Russia Ucraina, cosa vuol dire No alla guerra?

“Siamo sconvolti davanti alla guerra” dice il papa che cita l’articolo 11 della Costituzione italiana. Le divisioni laceranti sulla scelta Ue di armare l’Ucraina, mentre oltre 40 associazioni cattoliche chiedono di fermare la corsa verso l’abisso nucleare
Guerra Foto Claudio Furlan/LaPresse

Cosa vuol dire “No alla guerra” davanti all’invasione russa dell’Ucraina?

Mezzo milione di persone sono scese in piazza a Berlino mentre il governo tedesco ha deciso di inviare armi a sostegno di Kiev. Lo ha deciso una coalizione che vede la partecipazione non solo di liberali e socialdemocratici ma anche di un forte partito verde, schierato solitamente in maniera critica verso il riarmo. Contrariamente a quanto viene riportato non si tratta di una novità assoluta perché, ad esempio tramite la Rwm, la multinazionale Rheinmetall ha inviato bombe per i cacciamboradieri della coalizione saudita impregnata nella guerra in Yemen.

La minaccia della guerra e la sua pratica “a pezzi” è in vigore ormai da tempo se la spesa annuale degli armamenti supera i 2 mila miliardi di dollari all’anno.

Come ha messo in evidenza con la consueta precisione Giorgio Beretta, analista di Opal, in questi ultimi anni il nostro Paese ha venduto, per decine di milioni di euro, sistemi di arma sia all’Ucraina che alla Russia, nonostante l’embargo decretato dopo gli scontri del 2014. Un dato di fatto che testimonia la capacità pervasiva dell’industria bellica in Italia e che ha preparato l’opinione pubblica alla decisione del governo Draghi di fornire mitragliatrici e missili anti aerei alle forze armate ucraine.

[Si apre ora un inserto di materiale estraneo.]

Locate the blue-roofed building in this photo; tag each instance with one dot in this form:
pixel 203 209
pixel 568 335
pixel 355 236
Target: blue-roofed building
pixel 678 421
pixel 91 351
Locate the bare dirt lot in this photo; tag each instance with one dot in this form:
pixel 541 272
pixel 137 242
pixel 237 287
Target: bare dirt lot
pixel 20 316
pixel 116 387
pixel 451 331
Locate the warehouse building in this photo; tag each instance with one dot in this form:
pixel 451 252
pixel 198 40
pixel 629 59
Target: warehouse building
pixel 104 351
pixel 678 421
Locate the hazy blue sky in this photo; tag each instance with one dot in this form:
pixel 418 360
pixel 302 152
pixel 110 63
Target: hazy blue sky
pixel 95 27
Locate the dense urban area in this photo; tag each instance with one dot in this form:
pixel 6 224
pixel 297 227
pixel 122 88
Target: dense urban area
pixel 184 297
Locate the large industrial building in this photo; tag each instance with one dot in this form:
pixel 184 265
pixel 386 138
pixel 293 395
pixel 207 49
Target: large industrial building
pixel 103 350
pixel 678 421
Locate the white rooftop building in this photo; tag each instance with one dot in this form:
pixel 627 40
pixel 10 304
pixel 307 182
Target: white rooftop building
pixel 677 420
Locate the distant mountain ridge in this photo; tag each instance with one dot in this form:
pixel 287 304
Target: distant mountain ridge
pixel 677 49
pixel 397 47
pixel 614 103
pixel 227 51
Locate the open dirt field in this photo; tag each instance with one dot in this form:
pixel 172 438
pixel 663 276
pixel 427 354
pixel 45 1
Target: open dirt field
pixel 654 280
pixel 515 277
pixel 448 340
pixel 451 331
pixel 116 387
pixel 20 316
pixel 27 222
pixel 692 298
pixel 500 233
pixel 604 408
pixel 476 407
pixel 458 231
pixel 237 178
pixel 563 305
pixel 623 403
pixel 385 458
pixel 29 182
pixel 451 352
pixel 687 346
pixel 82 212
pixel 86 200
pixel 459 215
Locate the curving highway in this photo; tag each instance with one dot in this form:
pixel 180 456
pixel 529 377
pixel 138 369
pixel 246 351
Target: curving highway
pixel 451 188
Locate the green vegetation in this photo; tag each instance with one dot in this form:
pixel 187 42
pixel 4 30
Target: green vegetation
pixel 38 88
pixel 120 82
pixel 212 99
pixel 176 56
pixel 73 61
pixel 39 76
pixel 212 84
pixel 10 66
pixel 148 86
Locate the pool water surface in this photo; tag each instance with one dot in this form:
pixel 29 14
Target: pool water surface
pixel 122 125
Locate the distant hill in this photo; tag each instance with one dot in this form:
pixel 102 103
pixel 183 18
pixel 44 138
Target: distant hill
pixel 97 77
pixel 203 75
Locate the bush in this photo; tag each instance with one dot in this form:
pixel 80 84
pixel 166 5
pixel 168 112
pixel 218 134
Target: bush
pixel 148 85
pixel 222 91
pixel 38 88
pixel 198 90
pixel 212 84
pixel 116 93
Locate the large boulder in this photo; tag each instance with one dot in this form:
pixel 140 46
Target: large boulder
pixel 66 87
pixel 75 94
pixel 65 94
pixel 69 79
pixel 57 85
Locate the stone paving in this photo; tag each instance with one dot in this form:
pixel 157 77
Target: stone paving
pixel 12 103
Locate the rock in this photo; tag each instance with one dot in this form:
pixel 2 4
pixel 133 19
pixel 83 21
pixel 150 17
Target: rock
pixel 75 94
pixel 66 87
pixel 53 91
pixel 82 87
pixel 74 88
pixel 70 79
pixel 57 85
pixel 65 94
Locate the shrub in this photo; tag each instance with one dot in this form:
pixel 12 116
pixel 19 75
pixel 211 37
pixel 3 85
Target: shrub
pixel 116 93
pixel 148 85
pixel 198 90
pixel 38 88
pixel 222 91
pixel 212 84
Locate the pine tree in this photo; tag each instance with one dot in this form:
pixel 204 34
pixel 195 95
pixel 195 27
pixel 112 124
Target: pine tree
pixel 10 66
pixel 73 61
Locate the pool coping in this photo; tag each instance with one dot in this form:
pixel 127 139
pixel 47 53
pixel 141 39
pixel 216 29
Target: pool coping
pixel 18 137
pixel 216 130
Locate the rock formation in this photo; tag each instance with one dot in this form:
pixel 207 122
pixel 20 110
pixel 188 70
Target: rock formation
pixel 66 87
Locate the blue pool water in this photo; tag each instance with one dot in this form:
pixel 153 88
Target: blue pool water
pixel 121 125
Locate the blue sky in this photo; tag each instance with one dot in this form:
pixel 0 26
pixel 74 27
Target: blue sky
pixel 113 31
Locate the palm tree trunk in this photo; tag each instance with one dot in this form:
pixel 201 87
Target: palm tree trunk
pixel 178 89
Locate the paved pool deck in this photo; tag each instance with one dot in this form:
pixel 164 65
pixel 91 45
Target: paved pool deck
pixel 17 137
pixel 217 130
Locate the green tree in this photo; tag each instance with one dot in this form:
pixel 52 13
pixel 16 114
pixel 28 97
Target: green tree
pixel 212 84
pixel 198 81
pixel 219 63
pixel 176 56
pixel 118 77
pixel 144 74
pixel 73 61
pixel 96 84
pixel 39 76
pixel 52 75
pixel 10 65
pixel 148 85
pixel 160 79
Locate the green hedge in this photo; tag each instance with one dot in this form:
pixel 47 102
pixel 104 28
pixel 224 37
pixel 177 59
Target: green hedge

Siamo davanti ad una scelta destinata a frantumare quell’iniziale ripresa del movimento per la pace sceso spontaneamente in diverse piazze del Paese con i vessilli arcobaleno. La condanna dell’aggressione bellica di Putin e la solidarietà per il popolo ucraino, con la disponibilità ad accogliere gli sfollati in arrivo, non si associa, per tutti, con il conseguente rifornimento di armi dell’esercito di Kiev che già avviene da tempo da molte fonti.

Eppure una volta posto il paragone tra la resistenza ucraina ai russi con quella necessaria contro il nazifascismo, è inevitabile considerare legittimo il rifornimento di armi ai partigiani in lotta contro l’invasore.  Non è d’accordo con questo sillogismo il presidente dell’Anpi (Associazione nazionale dei partigiani italiani) Gianfranco Pagliarulo, secondo il quale «siamo tutti uniti nel condannare aspramente l’invasione russa, ma c’è chi si mette l’elmetto e chi non se lo mette. L’Anpi e il movimento per la pace non se lo mettono, perché la guerra sarebbe una catastrofe per l’umanità. L’Italia deve stare lealmente e se necessario criticamente nella NATO. Ma le posizioni “fieramente atlantiste” non aiutano. È difficile spegnere un fuoco versandoci sopra benzina».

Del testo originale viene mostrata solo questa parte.